Market vs Limit orders
A market order executes immediately at the best available market conditions when it reaches the exchange order book.
In this example, imagine the condition is set to buy with a market order LINKUSDT if the price is lower than 20.77 USDT. The last traded price on the exchange is lower, so Coinrule will try to buy the LINK. The best available price for buyers is 20.7738 USDT, which would result in executing the order at a slightly higher price than expected.
This difference may be small for coins with high liquidity, but the difference may be much larger in some cases!
To avoid this, you can use a limit order.
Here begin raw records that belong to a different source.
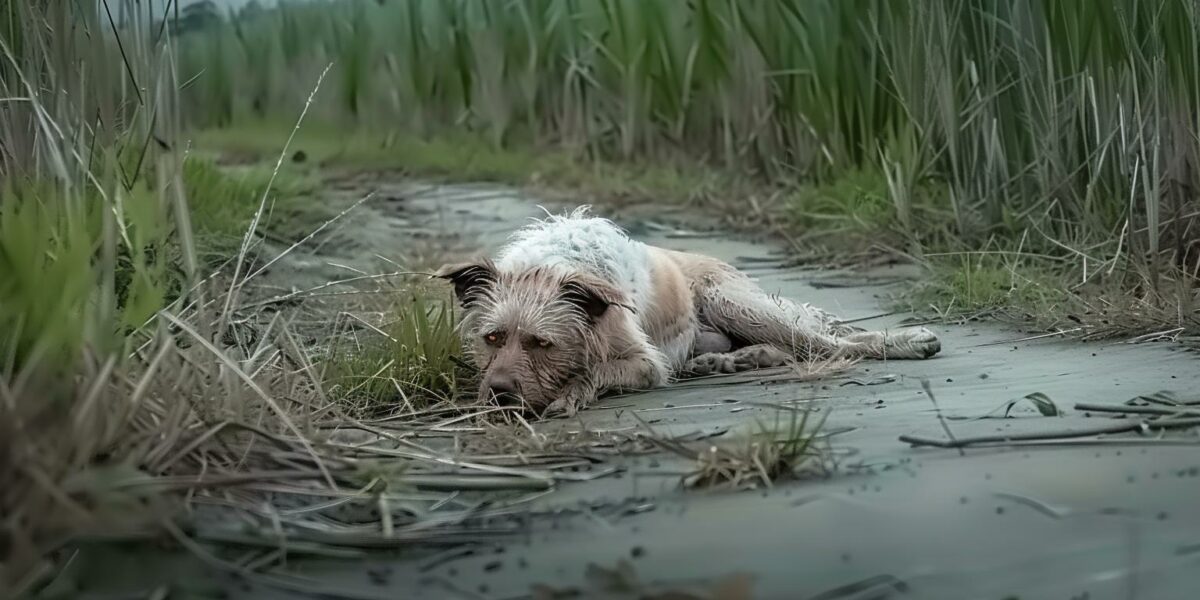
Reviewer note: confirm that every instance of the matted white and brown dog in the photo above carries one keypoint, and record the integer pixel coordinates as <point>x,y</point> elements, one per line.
<point>573,307</point>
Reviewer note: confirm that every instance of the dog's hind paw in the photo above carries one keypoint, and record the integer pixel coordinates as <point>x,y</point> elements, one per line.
<point>912,343</point>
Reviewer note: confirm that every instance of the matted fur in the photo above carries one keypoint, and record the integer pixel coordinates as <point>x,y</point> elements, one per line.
<point>573,307</point>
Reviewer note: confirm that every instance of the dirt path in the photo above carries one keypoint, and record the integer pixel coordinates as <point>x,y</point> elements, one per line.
<point>1104,519</point>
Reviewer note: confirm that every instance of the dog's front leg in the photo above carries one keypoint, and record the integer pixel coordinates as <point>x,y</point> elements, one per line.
<point>637,372</point>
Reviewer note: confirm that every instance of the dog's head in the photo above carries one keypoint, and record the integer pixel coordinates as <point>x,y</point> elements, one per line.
<point>533,331</point>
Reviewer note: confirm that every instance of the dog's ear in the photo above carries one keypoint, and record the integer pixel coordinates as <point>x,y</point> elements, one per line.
<point>469,279</point>
<point>591,295</point>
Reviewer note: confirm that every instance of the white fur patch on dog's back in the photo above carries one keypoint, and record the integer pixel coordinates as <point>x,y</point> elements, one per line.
<point>582,243</point>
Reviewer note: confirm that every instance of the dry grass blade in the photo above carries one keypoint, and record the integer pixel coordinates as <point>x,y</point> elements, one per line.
<point>253,385</point>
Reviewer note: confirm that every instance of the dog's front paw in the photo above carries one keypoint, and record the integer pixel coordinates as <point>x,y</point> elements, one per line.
<point>912,343</point>
<point>709,364</point>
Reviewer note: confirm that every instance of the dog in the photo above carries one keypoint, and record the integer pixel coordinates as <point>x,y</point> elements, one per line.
<point>573,307</point>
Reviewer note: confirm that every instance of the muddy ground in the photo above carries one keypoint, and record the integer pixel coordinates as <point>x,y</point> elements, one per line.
<point>1110,517</point>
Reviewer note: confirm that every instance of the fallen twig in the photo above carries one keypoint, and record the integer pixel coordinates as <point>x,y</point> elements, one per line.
<point>1140,426</point>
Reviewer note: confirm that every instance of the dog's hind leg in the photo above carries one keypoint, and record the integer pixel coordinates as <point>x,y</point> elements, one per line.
<point>733,305</point>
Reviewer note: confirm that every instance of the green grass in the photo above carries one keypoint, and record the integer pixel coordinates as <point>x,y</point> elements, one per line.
<point>1042,127</point>
<point>409,361</point>
<point>971,285</point>
<point>460,156</point>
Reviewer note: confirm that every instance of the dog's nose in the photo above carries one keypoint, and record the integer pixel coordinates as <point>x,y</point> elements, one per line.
<point>503,388</point>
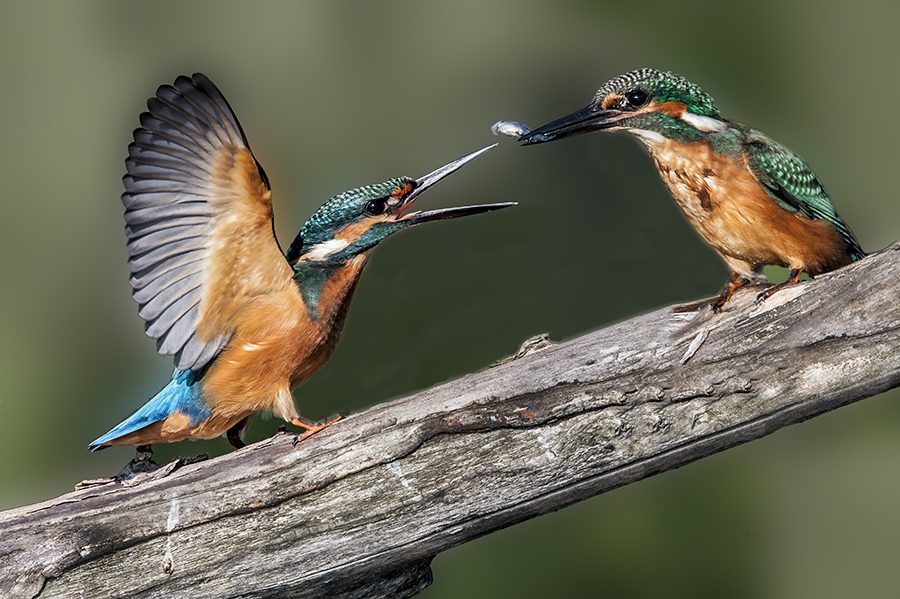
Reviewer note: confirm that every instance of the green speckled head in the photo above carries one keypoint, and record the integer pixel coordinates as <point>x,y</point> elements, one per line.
<point>648,103</point>
<point>373,203</point>
<point>659,87</point>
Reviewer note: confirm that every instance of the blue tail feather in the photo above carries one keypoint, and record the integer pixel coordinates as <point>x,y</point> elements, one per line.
<point>182,394</point>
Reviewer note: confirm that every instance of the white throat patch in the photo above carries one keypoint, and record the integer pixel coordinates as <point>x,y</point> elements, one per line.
<point>321,251</point>
<point>706,124</point>
<point>648,137</point>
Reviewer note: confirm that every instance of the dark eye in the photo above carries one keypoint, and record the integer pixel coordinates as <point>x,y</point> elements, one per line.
<point>636,98</point>
<point>375,207</point>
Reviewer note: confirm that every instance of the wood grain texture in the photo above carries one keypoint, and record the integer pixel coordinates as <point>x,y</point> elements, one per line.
<point>360,509</point>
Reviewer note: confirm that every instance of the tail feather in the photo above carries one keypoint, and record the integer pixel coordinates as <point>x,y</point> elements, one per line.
<point>182,394</point>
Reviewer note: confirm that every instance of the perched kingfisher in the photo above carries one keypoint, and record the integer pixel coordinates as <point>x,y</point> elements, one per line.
<point>752,199</point>
<point>245,322</point>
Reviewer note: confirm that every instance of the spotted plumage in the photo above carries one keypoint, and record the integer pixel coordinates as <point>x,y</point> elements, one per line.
<point>245,323</point>
<point>752,199</point>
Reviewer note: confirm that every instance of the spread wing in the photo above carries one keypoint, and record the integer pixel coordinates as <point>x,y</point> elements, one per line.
<point>794,186</point>
<point>199,221</point>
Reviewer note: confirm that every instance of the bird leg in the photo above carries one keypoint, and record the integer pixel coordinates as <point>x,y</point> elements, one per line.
<point>235,432</point>
<point>734,281</point>
<point>312,427</point>
<point>791,280</point>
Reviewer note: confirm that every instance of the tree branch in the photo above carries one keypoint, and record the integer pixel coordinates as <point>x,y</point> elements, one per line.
<point>361,508</point>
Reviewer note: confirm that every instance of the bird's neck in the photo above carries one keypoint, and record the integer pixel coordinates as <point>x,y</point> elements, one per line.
<point>327,287</point>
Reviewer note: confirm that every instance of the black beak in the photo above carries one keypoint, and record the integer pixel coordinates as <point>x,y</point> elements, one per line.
<point>585,120</point>
<point>433,177</point>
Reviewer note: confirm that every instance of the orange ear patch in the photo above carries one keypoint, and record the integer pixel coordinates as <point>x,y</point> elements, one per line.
<point>673,109</point>
<point>610,101</point>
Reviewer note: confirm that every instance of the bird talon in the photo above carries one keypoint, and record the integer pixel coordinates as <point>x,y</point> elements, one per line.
<point>312,427</point>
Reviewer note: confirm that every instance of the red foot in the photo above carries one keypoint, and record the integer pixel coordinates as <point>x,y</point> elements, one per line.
<point>734,281</point>
<point>791,280</point>
<point>312,427</point>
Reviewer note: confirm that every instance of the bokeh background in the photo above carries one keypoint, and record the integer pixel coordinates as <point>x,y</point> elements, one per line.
<point>337,94</point>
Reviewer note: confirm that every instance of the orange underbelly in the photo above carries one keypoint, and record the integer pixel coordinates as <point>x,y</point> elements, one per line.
<point>744,224</point>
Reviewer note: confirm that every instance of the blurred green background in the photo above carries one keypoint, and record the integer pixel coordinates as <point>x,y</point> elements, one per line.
<point>334,95</point>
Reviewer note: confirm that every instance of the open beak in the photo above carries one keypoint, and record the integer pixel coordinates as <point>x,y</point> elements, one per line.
<point>433,177</point>
<point>585,120</point>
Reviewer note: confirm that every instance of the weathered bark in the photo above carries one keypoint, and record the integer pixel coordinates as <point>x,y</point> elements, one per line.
<point>360,508</point>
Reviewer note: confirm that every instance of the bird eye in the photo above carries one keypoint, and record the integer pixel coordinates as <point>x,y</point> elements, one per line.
<point>636,98</point>
<point>376,207</point>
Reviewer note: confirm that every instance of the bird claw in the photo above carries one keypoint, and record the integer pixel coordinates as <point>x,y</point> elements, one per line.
<point>312,427</point>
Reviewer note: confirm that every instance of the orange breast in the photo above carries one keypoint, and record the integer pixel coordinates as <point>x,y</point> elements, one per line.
<point>275,348</point>
<point>736,216</point>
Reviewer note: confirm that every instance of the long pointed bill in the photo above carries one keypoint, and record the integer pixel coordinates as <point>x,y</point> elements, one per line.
<point>582,121</point>
<point>433,177</point>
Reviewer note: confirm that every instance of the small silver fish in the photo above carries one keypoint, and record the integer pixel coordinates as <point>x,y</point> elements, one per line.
<point>509,129</point>
<point>514,129</point>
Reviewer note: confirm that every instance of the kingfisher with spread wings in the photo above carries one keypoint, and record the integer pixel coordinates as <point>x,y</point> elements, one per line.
<point>245,322</point>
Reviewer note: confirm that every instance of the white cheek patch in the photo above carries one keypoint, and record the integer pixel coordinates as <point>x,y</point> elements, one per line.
<point>702,123</point>
<point>648,136</point>
<point>321,251</point>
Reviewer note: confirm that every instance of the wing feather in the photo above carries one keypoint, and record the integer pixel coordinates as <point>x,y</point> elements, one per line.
<point>191,181</point>
<point>794,186</point>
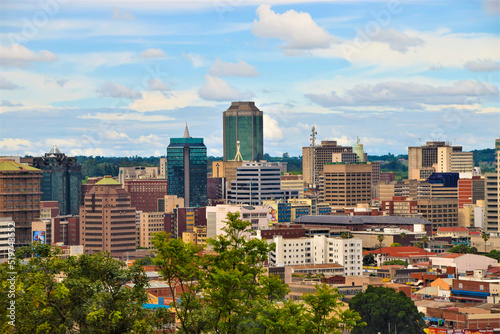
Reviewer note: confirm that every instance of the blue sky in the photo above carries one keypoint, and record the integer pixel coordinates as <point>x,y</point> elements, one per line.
<point>119,78</point>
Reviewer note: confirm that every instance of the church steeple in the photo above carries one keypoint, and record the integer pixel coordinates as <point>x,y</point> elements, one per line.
<point>186,133</point>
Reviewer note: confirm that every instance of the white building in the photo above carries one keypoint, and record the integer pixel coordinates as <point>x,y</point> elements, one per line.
<point>257,182</point>
<point>217,215</point>
<point>318,250</point>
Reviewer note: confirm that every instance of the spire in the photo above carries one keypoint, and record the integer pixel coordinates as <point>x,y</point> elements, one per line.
<point>54,150</point>
<point>186,133</point>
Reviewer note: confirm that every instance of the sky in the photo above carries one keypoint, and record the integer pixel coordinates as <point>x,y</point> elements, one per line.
<point>120,78</point>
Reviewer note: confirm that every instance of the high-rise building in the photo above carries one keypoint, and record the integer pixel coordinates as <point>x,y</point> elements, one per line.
<point>107,220</point>
<point>492,195</point>
<point>187,169</point>
<point>437,156</point>
<point>61,180</point>
<point>347,185</point>
<point>314,158</point>
<point>243,122</point>
<point>20,197</point>
<point>257,182</point>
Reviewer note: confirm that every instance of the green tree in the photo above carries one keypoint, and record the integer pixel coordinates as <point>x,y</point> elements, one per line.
<point>486,237</point>
<point>380,307</point>
<point>225,290</point>
<point>84,294</point>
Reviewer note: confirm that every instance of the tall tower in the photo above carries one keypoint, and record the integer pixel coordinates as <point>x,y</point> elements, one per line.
<point>243,122</point>
<point>187,169</point>
<point>61,180</point>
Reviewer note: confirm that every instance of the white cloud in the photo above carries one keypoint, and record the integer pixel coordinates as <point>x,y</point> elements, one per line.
<point>20,56</point>
<point>131,116</point>
<point>157,84</point>
<point>6,84</point>
<point>15,144</point>
<point>152,53</point>
<point>297,29</point>
<point>221,68</point>
<point>397,40</point>
<point>407,94</point>
<point>110,89</point>
<point>482,65</point>
<point>272,131</point>
<point>195,59</point>
<point>156,100</point>
<point>216,89</point>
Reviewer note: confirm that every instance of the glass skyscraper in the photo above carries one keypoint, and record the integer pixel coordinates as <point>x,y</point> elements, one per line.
<point>243,122</point>
<point>187,169</point>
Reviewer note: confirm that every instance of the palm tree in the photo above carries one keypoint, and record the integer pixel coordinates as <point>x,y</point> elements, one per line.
<point>380,238</point>
<point>486,237</point>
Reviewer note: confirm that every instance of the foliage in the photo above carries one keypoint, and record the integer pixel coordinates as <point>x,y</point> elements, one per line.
<point>84,294</point>
<point>238,297</point>
<point>398,262</point>
<point>369,260</point>
<point>379,307</point>
<point>463,249</point>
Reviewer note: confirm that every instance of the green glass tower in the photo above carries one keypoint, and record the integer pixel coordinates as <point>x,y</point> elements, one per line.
<point>187,169</point>
<point>242,122</point>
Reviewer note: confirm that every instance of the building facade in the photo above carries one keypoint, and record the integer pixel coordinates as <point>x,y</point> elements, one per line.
<point>107,219</point>
<point>20,197</point>
<point>243,122</point>
<point>187,169</point>
<point>61,180</point>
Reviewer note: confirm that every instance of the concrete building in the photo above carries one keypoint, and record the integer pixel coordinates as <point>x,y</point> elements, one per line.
<point>318,250</point>
<point>187,169</point>
<point>492,195</point>
<point>144,193</point>
<point>107,219</point>
<point>243,122</point>
<point>257,182</point>
<point>217,215</point>
<point>149,224</point>
<point>438,156</point>
<point>20,197</point>
<point>347,184</point>
<point>323,154</point>
<point>137,172</point>
<point>61,180</point>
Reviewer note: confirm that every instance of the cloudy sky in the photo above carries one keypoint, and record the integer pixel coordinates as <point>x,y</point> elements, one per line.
<point>119,78</point>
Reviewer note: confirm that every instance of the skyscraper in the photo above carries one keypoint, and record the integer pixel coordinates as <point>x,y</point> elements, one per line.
<point>187,169</point>
<point>243,122</point>
<point>61,180</point>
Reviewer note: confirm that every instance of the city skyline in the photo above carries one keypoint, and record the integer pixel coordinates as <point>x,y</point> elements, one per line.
<point>120,78</point>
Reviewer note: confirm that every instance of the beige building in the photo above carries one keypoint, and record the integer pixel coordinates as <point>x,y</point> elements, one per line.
<point>137,172</point>
<point>107,219</point>
<point>149,224</point>
<point>347,185</point>
<point>197,236</point>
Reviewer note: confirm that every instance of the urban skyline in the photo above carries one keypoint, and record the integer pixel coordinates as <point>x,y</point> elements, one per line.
<point>120,78</point>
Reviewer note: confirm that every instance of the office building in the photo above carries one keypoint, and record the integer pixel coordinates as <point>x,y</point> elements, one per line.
<point>492,195</point>
<point>346,184</point>
<point>314,158</point>
<point>20,197</point>
<point>137,172</point>
<point>61,180</point>
<point>319,249</point>
<point>107,219</point>
<point>144,193</point>
<point>257,182</point>
<point>187,169</point>
<point>243,123</point>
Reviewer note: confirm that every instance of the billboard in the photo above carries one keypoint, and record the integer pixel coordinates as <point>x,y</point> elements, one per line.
<point>39,236</point>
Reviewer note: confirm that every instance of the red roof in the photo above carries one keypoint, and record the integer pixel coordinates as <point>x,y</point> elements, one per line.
<point>401,252</point>
<point>453,229</point>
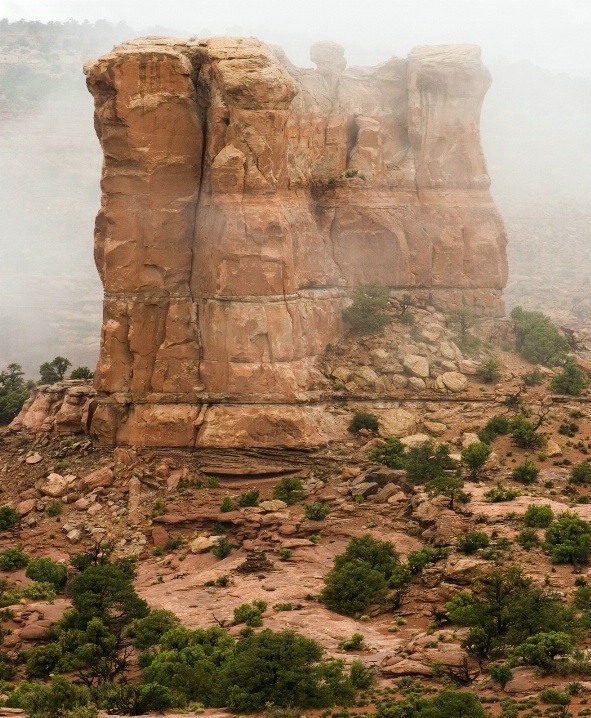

In this way, you can set up a maximum (or minimum) price for buying (or selling), so you won't trade at unexpected prices.
Using limit orders
Of course, using limit orders reduces the chances of executing trades, as that depends on market conditions.
You can set up the price-margin on the settings page to apply to your limit order to adjust the likelihood of executing trades according to your preferences.
Here is how it works.
The rule is going to buy ETHUSD
The price that triggers the order is 1240 USD
The margin for the limit order is set to 0,5%
Therefore, the bot will send an order with a limit price of 1246.20 USD
If it's possible to buy ETHUSD immediately at 1246.20, the trade is confirmed. Otherwise, the rule will try again shortly if the condition to trade still applies.
Note: if you set a margin to 0% the limit price will be equal to the price that triggers the condition, and it's the more restrictive option. Increasing the margin result in more executed trades, but you could also get less convenient execution prices within the rule.